Designing Your Life (2016), Bill Burnett & Dave Evans
The authors, both from Stanford, apply design thinking techniques to planning your own life.
They draw a distinction between engineering problems, which have a specific desired outcome and lots of data, and design problems, where what you’re working towards is a problem in itself.
There’s a difference between design problems and engineering problems. […] engineering is a good approach to solving a problem when you can get a great deal of data and you’re sure there is one best solution. (5.2%)
Related: Experiment, measure and iterate rapidly to validate ideas
Designers don’t think their way forward. Designers build their way forward… It means you are not just going to be dreaming up a lot of fun fantasies that have no relationship to the real world—or the real you. You are going to build things (we call them prototypes), try stuff, and have a lot of fun in the process. (9.7%)
Most people don’t have one thing they are passionate about, so this process is not about simply following your passion.
most people are passionate about many different things, and only way to know what they want to do is to prototype some potential lives, try them out, and see what really resonates with them… You don’t need to know your passion in order to design a life you love. (11.2%)
- Curiosity
- Bias to action
- Reframing
- Awareness
- Radical collaboration
Finding the right problem is essential. E.g. some people will stick with a career path that they decided was good for them, trying to figure out how to succeed within that, whilst ignore evidence that it isn’t right for them.
people waste a lot of time working on the wrong problem. If they are lucky, they will fail miserably quickly and get forced by circumstance into working on better problems. If they are unlucky and smart, they’ll succeed—we call it the success disaster—and wake up ten years later wondering how the hell they got to wherever they are, and why they are so unhappy. (14.9%)
Gravity problems - problems which you cannot solve for and need to accept, such as the effect of gravity. Other examples might include lamenting that being an artist does not pay much or that being out of the workforce for a few years can make you difficult to hire.
The key is not to get stuck on something that you have effectively no chance of succeeding at. (17.1%)
Workview - what work is and what it means to you, a general statement of your view of work and what good work deserves to be. A work manifesto. Not what work but why you work. Can and will change over time. Questions such as:
- Why work?
- What’s work for?
- What does it mean?
- How does it relate to the individual, others, society?
- What defines good or worthwhile work?
- What does money have to do with it?
- What do experience, growth and fulfilment have to do with it?
(24%)
Lifeview - defining values and perspectives that inform your understanding of life. What matters most to you. Questions such as:
- Why are we here?
- What is the meaning or purpose of life?
- What is the relationship between the individual and others?
- Where do family, country and the rest of the world fit in?
- What is good, and what is evil?
- Is there a higher power, God, or something transcendent, and if so, what impact does this have on your life?
- What is the role of joy, sorry, justice, injustice, love, pease and strife in life?
(24.6%)
The combination of the Workview and Life view give “True North” to help you keep on course.
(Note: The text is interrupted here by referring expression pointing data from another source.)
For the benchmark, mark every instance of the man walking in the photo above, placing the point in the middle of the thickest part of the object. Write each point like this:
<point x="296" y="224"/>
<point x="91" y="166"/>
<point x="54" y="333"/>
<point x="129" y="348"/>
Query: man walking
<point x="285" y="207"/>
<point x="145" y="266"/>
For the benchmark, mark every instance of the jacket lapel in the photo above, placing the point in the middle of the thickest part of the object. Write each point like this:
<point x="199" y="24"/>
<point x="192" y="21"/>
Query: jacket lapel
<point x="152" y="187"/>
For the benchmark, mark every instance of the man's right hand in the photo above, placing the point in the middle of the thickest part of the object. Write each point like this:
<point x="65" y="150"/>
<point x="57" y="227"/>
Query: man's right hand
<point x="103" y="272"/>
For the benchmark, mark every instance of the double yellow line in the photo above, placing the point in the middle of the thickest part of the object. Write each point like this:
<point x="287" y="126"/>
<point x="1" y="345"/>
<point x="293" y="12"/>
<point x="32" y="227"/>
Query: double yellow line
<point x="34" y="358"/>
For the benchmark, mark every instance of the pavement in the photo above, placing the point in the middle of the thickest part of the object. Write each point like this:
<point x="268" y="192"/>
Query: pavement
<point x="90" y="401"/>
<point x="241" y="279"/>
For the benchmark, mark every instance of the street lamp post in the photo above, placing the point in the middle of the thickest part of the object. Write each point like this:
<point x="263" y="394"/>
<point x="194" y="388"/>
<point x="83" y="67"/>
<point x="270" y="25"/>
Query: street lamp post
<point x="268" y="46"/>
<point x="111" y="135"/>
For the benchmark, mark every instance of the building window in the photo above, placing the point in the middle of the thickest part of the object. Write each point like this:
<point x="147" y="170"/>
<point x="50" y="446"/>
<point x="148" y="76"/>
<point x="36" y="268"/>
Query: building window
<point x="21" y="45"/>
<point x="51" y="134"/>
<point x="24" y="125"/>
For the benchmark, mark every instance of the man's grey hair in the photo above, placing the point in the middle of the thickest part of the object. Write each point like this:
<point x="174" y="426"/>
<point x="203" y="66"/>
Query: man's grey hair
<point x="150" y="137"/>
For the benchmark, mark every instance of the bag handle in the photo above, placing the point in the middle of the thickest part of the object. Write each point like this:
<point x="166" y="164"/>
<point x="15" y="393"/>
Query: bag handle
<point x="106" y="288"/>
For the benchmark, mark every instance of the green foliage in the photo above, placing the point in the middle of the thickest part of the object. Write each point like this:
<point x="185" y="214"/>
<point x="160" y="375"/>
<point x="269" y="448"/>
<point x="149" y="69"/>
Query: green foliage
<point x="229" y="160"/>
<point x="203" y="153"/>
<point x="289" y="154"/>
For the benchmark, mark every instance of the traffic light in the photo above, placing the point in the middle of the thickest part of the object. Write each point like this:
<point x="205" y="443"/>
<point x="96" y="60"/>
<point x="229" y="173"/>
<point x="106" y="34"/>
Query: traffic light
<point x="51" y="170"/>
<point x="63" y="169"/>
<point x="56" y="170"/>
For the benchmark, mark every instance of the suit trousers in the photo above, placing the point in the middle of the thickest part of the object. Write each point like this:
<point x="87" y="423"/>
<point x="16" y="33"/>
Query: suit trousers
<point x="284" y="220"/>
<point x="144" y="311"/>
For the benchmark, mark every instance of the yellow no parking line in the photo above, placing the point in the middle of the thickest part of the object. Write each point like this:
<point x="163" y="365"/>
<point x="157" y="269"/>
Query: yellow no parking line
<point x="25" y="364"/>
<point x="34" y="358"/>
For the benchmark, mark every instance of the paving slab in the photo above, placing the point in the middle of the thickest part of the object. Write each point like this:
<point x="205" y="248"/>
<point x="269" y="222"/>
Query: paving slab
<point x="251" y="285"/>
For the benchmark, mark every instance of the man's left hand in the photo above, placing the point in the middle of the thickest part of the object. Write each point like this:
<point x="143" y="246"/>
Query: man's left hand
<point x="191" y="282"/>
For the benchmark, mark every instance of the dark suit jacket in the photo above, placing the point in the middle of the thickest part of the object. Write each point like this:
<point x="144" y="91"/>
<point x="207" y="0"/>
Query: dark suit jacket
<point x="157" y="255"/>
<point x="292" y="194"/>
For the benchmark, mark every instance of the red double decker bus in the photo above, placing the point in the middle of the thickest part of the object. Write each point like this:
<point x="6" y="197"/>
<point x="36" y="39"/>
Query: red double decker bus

Revisit them when going through any kind of life change, or at least once a year.
Wayfinding - figuring out where you’re going when you don’t know your destination.
Enjoyment is a guide to finding the right work for you. P98
Life design is about helping you get more out of your current life by making some improvements, not necessarily changing it completely.
Good Time Journal - logging how your job makes you feel to enable better self-reflection. For each item you add to the activity log, rate the engagement and the energy it gives you (or takes away). The examples look like a semi-circle where you can draw an arrow at the level. Be specific about what the activity is to get the best results. Can also be done retrospectively about past events.
two elements to the Good Time Journal:
- Activity Log (where I record where I’m engaged and energized) - daily
- Reflections (where I discover what I am learning) - weekly, after the first few weeks of logging activities
Your job is to drill down into the particulars of your day and catch yourself in the act of having a good time.
(30.2%)
AEIOU method of observation:
Activities
Environments
Interactions
Objects
Users (people)
Don’t fall in love with your first idea. Having lots of good ideas to choose from can help us choose better.
Most often, our first solutions are pretty average and not very creative. Humans have a tendency to suggest the obvious first. Learning to use great ideation tools helps you overcome this bias toward the obvious and helps you regain a sense of creative confidence. (37.2%)
Anchor problems - a problem we get anchored on and have trouble moving on from. Better to become unanchored by reframing the solution and doing to some prototypes to come at it from a different angle.
Sometimes it is more comfortable to hold on to our familiar, failed approach to the problem than to risk a worse failure by attempting the big changes that we think will be required to eliminate it.
(41.3%)
Prototyping reduces risk and helps you learn and iterate
Experiment, measure and iterate rapidly to validate ideas
The way forward is to reduce the risk (and the fear) of failure by designing a series of small prototypes to test the waters. It is okay for prototypes to fail—they’re supposed to—but well-designed prototypes teach you something about the future.
(41.3%)
Mind mapping with the Good TimeJournal P153
(I’ll have to come back and do these later). Pick these from your Good Time Journal and make it the centre of your mind map, create connected word and concepts working outwards. The idea is to generate a lot of ideas, without thinking too hard.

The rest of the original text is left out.